Bière rousse: Cherchez l’intruse
Quelques grandes orientations étaient suggérées: dans deux verres, une même bière était servie, dans l’autre, un produit comparatif. Cette seule combinaison offrait des dizaines de possibilités: « l’intruse » pouvait être le même style, mais une marque différente ; ou encore un style différent ; la même marque, mais un conditionnement différent (chaleur, âge, format, eau de rinçage avant service…); une couleur différente ; même style affiché mais pays différent, etc.
On pouvait également servir trois produits afin de les ordonner par intensité de couleur, d’amertume, de sucrosité, d’aigreur ou d’alcoométrie. Des investigations plus spirituelles pouvaient explorer les origines géographiques. Chaque participant gérait une ou deux séances. Un jour, j’ai poussé l’audace à servir la même bière dans les trois verres ; « cherchez l’intruse ».
Seul Alain Geoffroy avait résolu l’énigme. Peu importe la consigne offerte, le développement des compétences s’articulait sur la comparaison entre les produits et les échanges parmi les analystes. Ces partages contribuaient au développement de solides capacités analytiques. Les goûts deviennent alors de magnifiques sujets de palabres. Dans ce contexte, les goûts SONT à discuter. Le principal piège dans lequel on risquait de plonger était celui de tenter d’identifier la marque ou le style. Le cas échéant, le reste de la dissection était contaminée.
La dégustation est un geste d’écoute et non pas une action de recherche ou de validation de nos préjugés.

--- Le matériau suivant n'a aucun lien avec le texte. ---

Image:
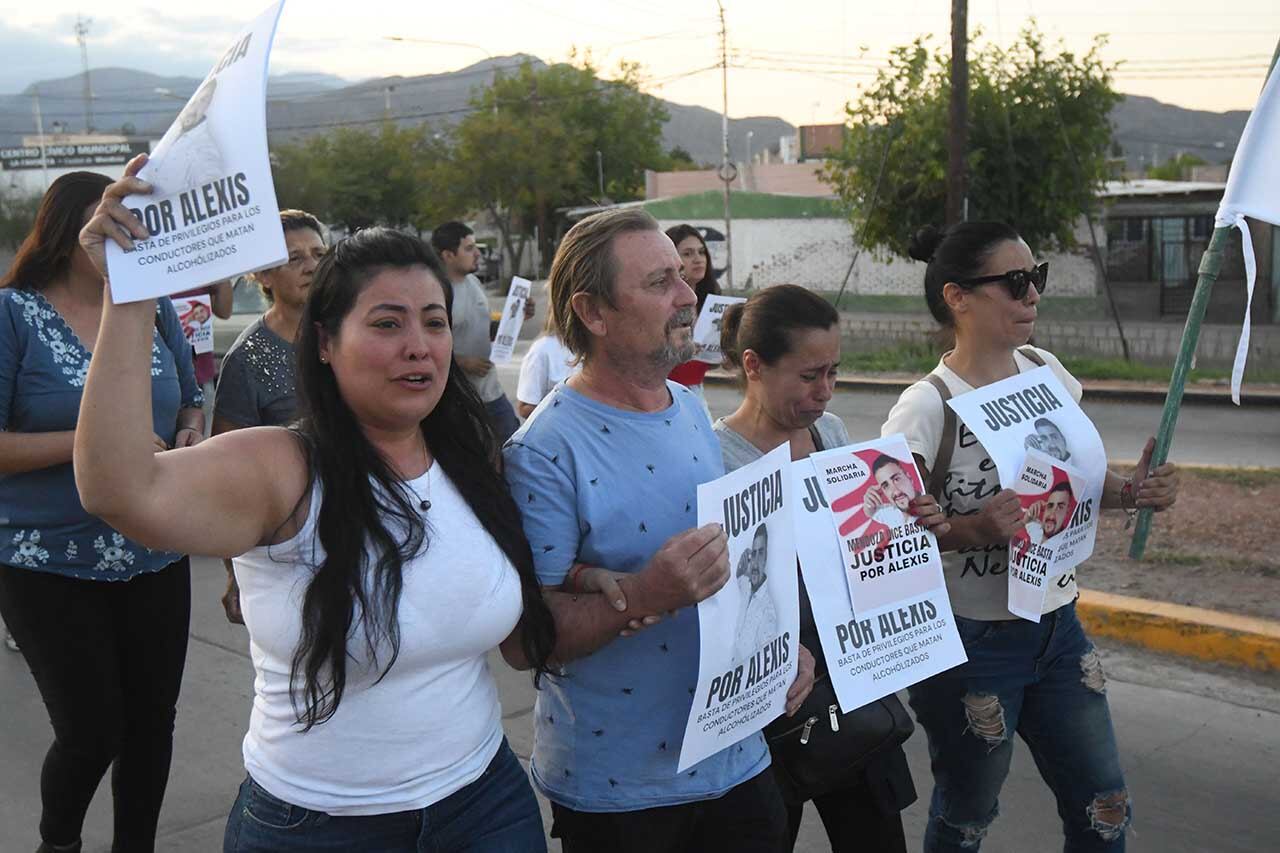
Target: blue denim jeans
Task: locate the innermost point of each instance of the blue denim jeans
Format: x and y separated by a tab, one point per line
1043	682
496	813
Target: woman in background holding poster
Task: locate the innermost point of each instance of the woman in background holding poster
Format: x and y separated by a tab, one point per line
101	619
785	341
1043	679
696	270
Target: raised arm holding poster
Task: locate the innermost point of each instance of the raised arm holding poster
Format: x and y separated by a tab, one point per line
707	327
512	318
873	652
213	214
1032	411
749	632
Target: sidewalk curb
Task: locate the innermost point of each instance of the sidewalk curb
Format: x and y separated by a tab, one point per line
1092	391
1188	632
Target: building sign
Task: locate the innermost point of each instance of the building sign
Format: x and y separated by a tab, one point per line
60	156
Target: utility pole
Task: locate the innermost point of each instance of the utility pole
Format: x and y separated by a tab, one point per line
40	133
82	37
958	132
727	170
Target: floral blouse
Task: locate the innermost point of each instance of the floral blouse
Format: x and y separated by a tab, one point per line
42	370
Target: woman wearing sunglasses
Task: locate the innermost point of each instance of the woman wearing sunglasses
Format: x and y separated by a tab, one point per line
1043	679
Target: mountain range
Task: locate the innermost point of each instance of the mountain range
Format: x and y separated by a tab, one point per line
301	104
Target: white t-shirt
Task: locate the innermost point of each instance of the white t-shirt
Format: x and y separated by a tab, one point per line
433	724
547	364
977	578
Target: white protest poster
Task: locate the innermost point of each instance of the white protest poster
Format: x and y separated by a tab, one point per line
213	213
196	314
1032	411
512	318
749	630
873	653
708	324
887	555
1048	543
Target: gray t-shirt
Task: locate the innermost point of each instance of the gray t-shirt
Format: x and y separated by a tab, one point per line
471	333
256	386
737	451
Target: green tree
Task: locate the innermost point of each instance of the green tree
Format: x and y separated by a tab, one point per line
530	145
359	177
1038	141
1178	168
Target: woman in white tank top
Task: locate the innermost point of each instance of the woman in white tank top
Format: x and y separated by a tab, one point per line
379	555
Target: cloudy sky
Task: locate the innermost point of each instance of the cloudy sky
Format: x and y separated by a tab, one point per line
799	60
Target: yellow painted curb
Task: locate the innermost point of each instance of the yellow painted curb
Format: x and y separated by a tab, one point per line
1191	632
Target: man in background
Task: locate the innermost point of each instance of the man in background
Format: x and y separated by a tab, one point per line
456	245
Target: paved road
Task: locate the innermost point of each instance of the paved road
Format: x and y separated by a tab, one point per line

Il fallait être habité par une grande tolérance à l’erreur, notre égo ne devait pas être plus grand que le verre. Je dois ici lever ma chope respectueuse à la santé des papilles de DumDum. Ses analyses, la précision de ses observations et sa perspicacité l’élevait dans une catégorie émérite.
L’aboutissement logique de ma passion m’a conduit au projet Iris du goût. Dans cette entreprise, il me fallait acheter une importante flotte de verres noirs. Je rationalisais ma dépense en comparant avec les fanatiques de sports extrêmes qui dépensaient des fortunes pour faire vibrer leurs émotions.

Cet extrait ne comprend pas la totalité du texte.